Die Leipziger Verbundnetz Gas AG (VNG) will ihre Geschäftsbeziehungen mit dem russischen Branchenriesen Gazprom zu einer strategischen Partnerschaft ausbauen.

DÜSSELDORF. Dabei signalisiert VNG auch eine Beteiligung an der geplanten Pipeline durch die Ostsee. "Wir sind zu einer engeren Partnerschaft bereit“, sagte Vorstandschef Klaus-Ewald Holst dem Handelsblatt (Mittwochausgabe). Bisher seien vor allem Eon Ruhrgas und Wingas im Blickfeld des russischen Gaskonzerns gewesen, erläutert er: „Künftig wird Gazprom eher mit Dreien reden müssen.“

Der Gasimporteur VNG, der als ostdeutsche Ruhrgas gilt, bezieht zwar seit über 30 Jahren Gas von Gazprom. Im Gegensatz zu Eon Ruhrgas und Wingas beschränkt sich die Kooperation aber bislang weitgehend auf den Gasbezug.

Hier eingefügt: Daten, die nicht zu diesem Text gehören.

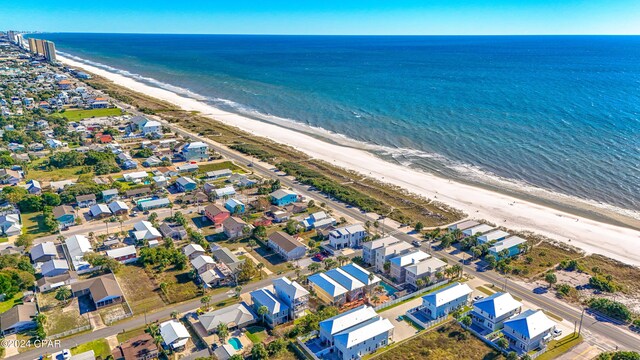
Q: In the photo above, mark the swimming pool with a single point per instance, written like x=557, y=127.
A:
x=235, y=342
x=388, y=288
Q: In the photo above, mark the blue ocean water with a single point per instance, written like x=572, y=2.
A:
x=556, y=112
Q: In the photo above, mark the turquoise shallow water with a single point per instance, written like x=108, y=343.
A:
x=559, y=113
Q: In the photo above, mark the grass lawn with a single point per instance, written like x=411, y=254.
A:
x=180, y=286
x=541, y=258
x=448, y=342
x=139, y=289
x=9, y=303
x=75, y=115
x=33, y=224
x=559, y=347
x=256, y=334
x=122, y=337
x=100, y=348
x=204, y=168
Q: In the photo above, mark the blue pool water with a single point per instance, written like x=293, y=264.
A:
x=388, y=288
x=235, y=342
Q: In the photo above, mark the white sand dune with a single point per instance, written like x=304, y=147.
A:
x=592, y=236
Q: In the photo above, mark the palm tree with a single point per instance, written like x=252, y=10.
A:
x=262, y=311
x=223, y=332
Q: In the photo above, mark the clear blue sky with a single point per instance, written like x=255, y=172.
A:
x=326, y=16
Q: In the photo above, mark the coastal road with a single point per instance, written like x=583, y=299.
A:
x=622, y=337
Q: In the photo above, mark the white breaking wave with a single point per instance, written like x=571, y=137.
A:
x=402, y=156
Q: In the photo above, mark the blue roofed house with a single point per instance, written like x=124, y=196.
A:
x=185, y=184
x=508, y=247
x=491, y=312
x=293, y=294
x=444, y=301
x=282, y=197
x=234, y=206
x=195, y=151
x=277, y=311
x=528, y=331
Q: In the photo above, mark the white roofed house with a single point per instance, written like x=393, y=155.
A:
x=77, y=246
x=293, y=294
x=355, y=333
x=369, y=248
x=444, y=301
x=528, y=331
x=287, y=246
x=398, y=263
x=348, y=236
x=424, y=270
x=491, y=312
x=174, y=334
x=277, y=311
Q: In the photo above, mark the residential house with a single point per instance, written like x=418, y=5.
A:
x=193, y=250
x=141, y=347
x=99, y=211
x=444, y=301
x=491, y=312
x=195, y=151
x=327, y=289
x=282, y=197
x=43, y=252
x=293, y=295
x=54, y=267
x=347, y=236
x=424, y=270
x=147, y=205
x=77, y=246
x=185, y=184
x=528, y=331
x=277, y=311
x=234, y=227
x=355, y=333
x=18, y=319
x=64, y=215
x=85, y=201
x=234, y=206
x=369, y=248
x=237, y=316
x=174, y=334
x=124, y=255
x=397, y=270
x=110, y=195
x=118, y=207
x=103, y=290
x=287, y=246
x=217, y=214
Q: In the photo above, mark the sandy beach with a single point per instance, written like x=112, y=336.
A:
x=617, y=242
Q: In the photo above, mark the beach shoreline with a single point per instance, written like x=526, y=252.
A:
x=618, y=242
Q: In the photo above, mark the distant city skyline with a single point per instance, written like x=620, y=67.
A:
x=331, y=17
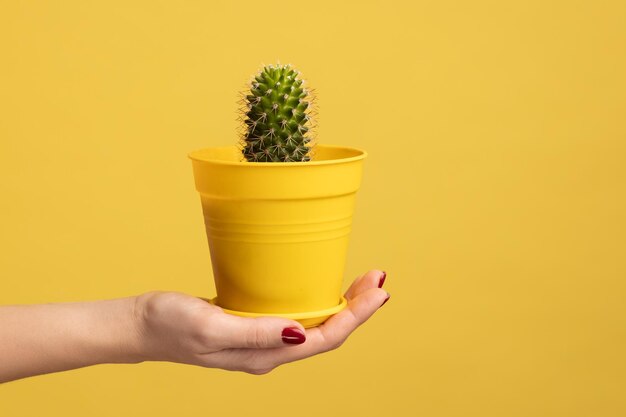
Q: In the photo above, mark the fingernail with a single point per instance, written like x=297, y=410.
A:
x=293, y=336
x=382, y=279
x=386, y=299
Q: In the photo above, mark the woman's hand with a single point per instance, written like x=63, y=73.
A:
x=180, y=328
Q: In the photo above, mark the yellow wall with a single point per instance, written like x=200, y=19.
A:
x=494, y=194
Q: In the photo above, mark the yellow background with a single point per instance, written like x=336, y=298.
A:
x=494, y=194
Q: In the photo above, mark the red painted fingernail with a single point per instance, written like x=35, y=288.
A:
x=293, y=336
x=386, y=299
x=382, y=279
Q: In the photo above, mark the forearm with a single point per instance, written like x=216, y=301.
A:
x=38, y=339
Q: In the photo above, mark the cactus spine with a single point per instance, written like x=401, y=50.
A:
x=277, y=117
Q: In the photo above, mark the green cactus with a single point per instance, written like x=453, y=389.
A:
x=277, y=116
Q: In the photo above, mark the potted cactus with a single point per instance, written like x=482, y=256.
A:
x=278, y=207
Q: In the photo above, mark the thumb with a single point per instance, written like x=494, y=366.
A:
x=230, y=331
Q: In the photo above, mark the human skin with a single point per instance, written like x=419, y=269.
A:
x=173, y=327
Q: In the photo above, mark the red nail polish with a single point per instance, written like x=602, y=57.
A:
x=382, y=279
x=386, y=299
x=293, y=336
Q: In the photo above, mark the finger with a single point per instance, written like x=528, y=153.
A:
x=328, y=336
x=230, y=331
x=372, y=279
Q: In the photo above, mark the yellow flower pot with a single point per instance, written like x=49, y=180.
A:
x=278, y=231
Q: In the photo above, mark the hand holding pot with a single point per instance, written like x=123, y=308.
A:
x=169, y=326
x=180, y=328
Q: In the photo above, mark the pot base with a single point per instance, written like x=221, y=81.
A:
x=307, y=319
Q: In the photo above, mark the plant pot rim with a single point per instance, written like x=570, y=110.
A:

Er wolle die Verbindungen nun zu einer strategischen Partnerschaft ausbauen, sagte Holst. Als Beispiel fügte der Vorstandschef das von Gazprom voran getriebene Projekt einer neuen Pipeline durch die Ostsee an. „Wir haben in den Gesprächen mit Gazprom signalisiert, dass wir bei der Ostseepipeline mitmachen können - sowohl als Empfänger von Gas als auch in der Logistik“, sagte Holst. Auch eine Kapitalbeteiligung wolle er nicht ausschließen, wenn sie sich langfristig rechne.